Que d’autres problèmes, comme ceux de l’éducation, de la santé, de la culture aient trouvé à Cuba des solutions que l’on a renoncé à chercher au profit des classe populaires dans la plupart des autres pays d’Amérique latine, que, si l’on est ouvrier, employé, agriculteur, jeune ou retraité, il vaille mieux vivre sous le « régime » castriste que sous n’importe quel autre régime du cône sud et du « Sud » de la planète en général, voilà ce qui explique peut-être la tristesse et la ferveur non simulées — sauf pour l’idiot Apathie — des masses cubaines à l’annonce de la mort de Fidel, et qui, visiblement, échappe à tous ceux qui, en France, prétendent savoir « comment ça marche » à Cuba. Tout en ignorant ou feignant d’ignorer, par dessus le marché, qu’en ces domaines et quelques autres (poste, transports collectifs), « ça marche » de moins en moins bien dans notre pays, austérité néo-libérale et privatisations aidant. La mortalité infantile par exemple, est moindre à Cuba qu’aux Etats-Unis, au Canada et… en France.
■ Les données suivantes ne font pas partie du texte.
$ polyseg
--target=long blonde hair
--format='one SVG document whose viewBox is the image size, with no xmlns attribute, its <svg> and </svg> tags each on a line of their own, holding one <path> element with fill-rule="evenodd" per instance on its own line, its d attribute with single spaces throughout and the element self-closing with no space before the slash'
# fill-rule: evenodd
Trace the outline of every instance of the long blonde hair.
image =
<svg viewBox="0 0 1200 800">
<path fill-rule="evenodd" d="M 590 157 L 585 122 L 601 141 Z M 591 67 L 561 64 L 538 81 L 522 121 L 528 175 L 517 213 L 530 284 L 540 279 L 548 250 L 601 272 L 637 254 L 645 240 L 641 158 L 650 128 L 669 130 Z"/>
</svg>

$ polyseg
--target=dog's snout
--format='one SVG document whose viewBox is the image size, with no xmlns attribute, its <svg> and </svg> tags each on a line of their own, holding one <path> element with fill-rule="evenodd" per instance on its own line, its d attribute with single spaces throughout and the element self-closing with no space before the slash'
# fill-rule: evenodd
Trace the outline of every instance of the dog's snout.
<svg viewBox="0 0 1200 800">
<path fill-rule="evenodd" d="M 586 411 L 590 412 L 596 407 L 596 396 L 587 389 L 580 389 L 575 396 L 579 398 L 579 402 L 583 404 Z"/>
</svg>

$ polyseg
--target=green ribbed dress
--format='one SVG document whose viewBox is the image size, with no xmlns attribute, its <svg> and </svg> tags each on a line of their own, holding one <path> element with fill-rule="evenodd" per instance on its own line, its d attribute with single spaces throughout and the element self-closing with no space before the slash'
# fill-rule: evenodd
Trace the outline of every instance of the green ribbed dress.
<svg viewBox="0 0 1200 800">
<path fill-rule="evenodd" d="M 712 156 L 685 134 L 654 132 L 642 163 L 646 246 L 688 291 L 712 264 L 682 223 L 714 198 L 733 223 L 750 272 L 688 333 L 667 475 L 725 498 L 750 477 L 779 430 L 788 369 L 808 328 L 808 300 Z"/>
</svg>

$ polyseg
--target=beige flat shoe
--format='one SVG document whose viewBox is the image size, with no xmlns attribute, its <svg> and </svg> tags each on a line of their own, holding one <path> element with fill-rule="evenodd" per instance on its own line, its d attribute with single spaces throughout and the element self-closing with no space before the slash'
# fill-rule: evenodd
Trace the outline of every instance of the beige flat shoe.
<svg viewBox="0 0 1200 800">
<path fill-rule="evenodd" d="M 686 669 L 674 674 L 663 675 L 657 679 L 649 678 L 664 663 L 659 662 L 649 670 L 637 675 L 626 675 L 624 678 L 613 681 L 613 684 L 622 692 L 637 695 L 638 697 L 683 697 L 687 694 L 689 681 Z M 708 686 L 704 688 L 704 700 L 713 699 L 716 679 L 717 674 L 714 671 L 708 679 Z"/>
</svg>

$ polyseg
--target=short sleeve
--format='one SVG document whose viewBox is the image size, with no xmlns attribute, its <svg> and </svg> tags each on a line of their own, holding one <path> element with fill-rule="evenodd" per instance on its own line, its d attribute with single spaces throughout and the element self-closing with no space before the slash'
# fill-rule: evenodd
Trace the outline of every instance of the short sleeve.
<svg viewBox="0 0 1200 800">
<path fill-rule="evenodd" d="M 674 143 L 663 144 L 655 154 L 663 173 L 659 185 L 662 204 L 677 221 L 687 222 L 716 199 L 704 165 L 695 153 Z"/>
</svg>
Une poignée de chefs d’État ?

Le mépris avec lequel a été traité dans l’hexagone le peuple cubain rassemblé pour un dernier hommage à son dirigeant, a prévalu également pour les représentants politiques des autres pays qui avaient décidé de s’y associer. Pour les gouvernants de « nos démocraties », il allait de soi, sans même qu’il soit besoin de passer la consigne, que le boycott s’imposait. Et que seule une minorité d’autres « dictateurs » ou assimilés pouvaient avoir l’idée saugrenue d’aller à La Havane participer à la commémoration du héros révolutionnaire disparu.
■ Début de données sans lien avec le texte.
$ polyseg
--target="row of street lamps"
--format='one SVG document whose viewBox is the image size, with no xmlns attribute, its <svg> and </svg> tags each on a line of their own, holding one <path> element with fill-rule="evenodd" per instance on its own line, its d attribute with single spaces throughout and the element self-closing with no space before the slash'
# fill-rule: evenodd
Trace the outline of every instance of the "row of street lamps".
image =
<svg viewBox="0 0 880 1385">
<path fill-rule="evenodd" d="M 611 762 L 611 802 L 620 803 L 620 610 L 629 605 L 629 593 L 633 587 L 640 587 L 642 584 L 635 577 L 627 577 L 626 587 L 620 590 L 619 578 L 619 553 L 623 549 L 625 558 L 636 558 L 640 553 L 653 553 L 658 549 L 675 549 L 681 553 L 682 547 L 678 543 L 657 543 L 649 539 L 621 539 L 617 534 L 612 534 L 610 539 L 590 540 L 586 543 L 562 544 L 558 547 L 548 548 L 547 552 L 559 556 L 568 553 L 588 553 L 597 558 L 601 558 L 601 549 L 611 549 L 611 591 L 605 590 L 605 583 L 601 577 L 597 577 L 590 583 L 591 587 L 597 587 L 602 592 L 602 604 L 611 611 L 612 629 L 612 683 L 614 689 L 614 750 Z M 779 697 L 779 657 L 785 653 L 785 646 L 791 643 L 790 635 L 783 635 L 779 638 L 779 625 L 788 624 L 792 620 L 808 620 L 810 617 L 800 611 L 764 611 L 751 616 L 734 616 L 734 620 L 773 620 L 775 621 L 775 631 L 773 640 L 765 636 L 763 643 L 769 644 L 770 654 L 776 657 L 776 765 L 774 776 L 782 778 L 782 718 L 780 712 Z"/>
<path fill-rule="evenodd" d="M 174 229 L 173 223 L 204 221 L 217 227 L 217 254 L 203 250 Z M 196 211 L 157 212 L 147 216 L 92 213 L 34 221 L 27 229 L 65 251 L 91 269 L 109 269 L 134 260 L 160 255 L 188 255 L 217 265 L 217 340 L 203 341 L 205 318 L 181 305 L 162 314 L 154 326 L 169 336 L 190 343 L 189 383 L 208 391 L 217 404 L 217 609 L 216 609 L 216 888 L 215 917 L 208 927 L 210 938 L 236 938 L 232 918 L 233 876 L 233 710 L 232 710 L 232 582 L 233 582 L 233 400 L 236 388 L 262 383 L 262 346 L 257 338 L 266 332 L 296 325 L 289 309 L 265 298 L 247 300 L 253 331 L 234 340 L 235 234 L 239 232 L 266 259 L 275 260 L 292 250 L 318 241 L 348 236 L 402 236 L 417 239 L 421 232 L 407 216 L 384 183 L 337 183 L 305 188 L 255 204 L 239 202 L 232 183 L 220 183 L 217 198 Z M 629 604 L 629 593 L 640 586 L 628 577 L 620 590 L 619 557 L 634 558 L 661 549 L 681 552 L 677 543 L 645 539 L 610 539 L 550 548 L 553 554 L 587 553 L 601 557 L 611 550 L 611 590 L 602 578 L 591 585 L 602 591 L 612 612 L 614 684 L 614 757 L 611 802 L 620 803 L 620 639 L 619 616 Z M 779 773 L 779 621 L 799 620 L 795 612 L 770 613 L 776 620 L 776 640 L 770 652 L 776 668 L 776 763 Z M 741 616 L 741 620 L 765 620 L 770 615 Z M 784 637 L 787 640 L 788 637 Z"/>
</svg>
Pour L’Immonde, ce ne serait qu’une « poignée de chefs d’État » qui se serait rendue à Cuba pour rendre un dernier hommage au « dictateur cubain ». Effectivement, à l’exception Ségolène Royal, à qui ses propos louangeurs à l’égard de ce dernier vaudront le torrent d’invectives que l’on a vu, les dirigeants « occidentaux » brillaient par leur absence, si on laisse de côté le Premier ministre grec Alexis Tsipras qui a eu le culot de faire l’éloge de la capacité de Fidel Castro à « résister à la pression extérieure », pour faire sans doute oublier son déculottage honteux devant les diktats de la « troïka » néo-libérale. Il n’empêche : sauf à considérer la Chine, la Russie, le Brésil, l’Iran, le Vietnam et nombre de pays latino-américains et africains comme quantité négligeable, c’est un pourcentage conséquent des habitants de la planète qui était représenté lors de ces manifestations de deuil.
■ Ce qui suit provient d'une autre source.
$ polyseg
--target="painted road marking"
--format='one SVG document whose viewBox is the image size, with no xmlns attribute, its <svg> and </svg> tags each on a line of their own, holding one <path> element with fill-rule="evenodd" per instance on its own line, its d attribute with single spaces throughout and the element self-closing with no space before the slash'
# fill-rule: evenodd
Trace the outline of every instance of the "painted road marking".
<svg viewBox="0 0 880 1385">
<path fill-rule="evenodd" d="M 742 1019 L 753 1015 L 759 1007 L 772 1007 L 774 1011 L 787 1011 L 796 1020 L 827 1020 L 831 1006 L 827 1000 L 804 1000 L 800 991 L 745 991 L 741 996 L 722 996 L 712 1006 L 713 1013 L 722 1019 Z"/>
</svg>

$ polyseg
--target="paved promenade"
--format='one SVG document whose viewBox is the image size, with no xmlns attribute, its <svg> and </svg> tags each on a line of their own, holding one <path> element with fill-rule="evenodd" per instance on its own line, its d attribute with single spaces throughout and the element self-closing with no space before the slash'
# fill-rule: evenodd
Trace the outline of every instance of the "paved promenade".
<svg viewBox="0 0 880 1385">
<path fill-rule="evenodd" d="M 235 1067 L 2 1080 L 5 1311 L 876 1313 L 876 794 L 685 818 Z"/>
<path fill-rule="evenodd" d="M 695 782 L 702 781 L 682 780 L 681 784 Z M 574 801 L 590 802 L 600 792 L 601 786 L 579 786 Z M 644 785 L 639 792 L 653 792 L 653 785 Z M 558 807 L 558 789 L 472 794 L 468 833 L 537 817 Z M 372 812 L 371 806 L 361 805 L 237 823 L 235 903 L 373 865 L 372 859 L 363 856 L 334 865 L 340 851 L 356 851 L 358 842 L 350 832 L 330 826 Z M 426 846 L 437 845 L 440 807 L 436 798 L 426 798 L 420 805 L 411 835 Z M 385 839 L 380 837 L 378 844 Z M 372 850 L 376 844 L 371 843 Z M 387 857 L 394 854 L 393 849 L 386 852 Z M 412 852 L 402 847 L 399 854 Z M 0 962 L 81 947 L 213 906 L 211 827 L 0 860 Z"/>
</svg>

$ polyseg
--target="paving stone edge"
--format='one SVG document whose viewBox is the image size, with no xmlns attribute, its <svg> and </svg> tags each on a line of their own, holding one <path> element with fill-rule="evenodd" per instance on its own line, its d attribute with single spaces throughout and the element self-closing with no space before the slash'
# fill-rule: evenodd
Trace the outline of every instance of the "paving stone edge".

On objectera sans doute que la présence de présidents ou vice-présidents de certains pays à la cérémonie d’adieu nocturne Place de la révolution à La Havane, contrastait avec l’image pieuse du Fidel Castro libérateur et désintéressé qui ressortait de leurs discours. Sauf à se laisser emporter par l’enthousiasme ou l’émotion que pouvait susciter le spectacle d’une foule immense et recueillie, on avait ainsi du mal à oublier les états de services sanglants d’un Sassou-Nguesso, militaire de carrière devenu carriériste politique qui s’était proclamé président de la République du Congo en 1997 à l’issue d’une guerre civile qui avait fait environ 400 00 morts. La prise de parole d’un émir du Qatar haut placé n’était pas non plus de nature à relever le niveau en matière de « droits de l’homme ». Pas plus que celle du président actuel de l’Afrique du sud à la tête d’un régime répressif et corrompu qui fait oublier les espoirs mis dans la fin de l’apartheid. Sans oublier le fringant président du Mexique, Enrique Peña Nieto. Son inertie frisant la complicité face aux assassinats d’opposants commis par les forces de l’ordre, et la dilapidation des fonds publics par sa dépensière épouse ont fait tomber sa popularité au plus bas parmi ses compatriotes. Peut-être pensait-il la rehausser en glorifiant les faits d’armes et l’intégrité d’un chef d’État révolutionnaire d’un pays avec qui, il est vrai, le Mexique n’a jamais rompu ses relations diplomatiques.